僕と竜也(お寺の息子のメガネ君)は小さい頃から見える体質で、愛美の見えるフリを見るのが楽しかった。現に、男性は右隅の木にいて目をひんむいて足をバタバタさせている。
不謹慎ながらも笑いつつ木の下で座り込み、ウンウンと頷いている愛美に、「何て言ってるの?」と竜也が聞いた。
「妻と子供に会いたいだって。」
その人は独身ですよ(地元のおっさんが言ってた)。

 

31:
また笑いが込み上げてきた。あまりに真剣な顔の愛美に余計に笑った。
これ以上ここにいたらいけないような気がして(愛美が変に情けをかけるから)、公園を出て山を降りた。
竜也の車で近くのコンビニまで走っていると、フロントガラスにバタバタともがく足が見えた。思わず「うわっ」と声が出た。すぐにすぅーっと消えていなくなったのに愛美は、
「苦しい、息が。やめて!成仏して!」
迫真の演技。
「大丈夫か?」
あえてノッてみた。
「大丈夫。雅樹(自分)と竜也には迷惑かけないから」
何かブツブツ言った後、フゥとため息をついて除霊が終わったらしい。笑いたかったが我慢してコンビニに着いてトイレに駆け込み爆笑した。


愛美をアパートまで送り竜也と2人で爆笑。
その日から(自称霊感少女)愛美に敬意を表し、『GSパープリンガー』と呼ぶようになった。

パープリン…地元の言葉で馬鹿とかアホとかそういう意味。
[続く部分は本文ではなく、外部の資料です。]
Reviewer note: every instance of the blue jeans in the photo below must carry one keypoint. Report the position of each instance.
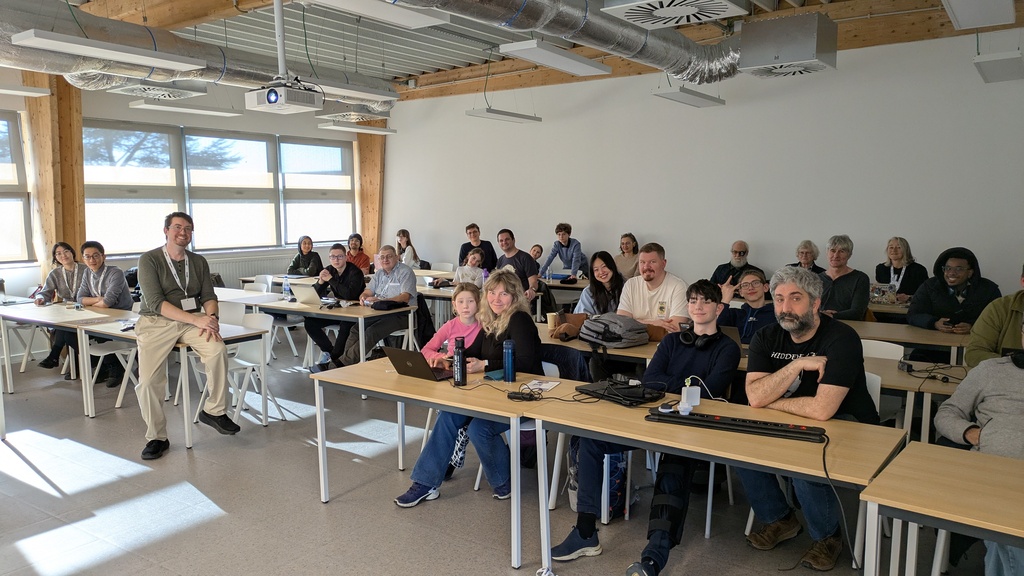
(817, 500)
(1001, 560)
(483, 435)
(433, 461)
他にも色々あるが。
ガー…最上級を表したかった

 

32:
パープリンとはまた懐かしい言葉だな。
GSって何?

 

33:
GS…【GS美神】?のゴーストスイーパーです

 

34:
なるほどそれか。
愛美のほかのエピソードも聞きたいな。

 

35:
愛美の話はかなりあるんでぼちぼち書きます

 

36:
大学一年の春、竜也と入学早々サークルで友達になり二人の共通の趣味である釣りに出掛けた。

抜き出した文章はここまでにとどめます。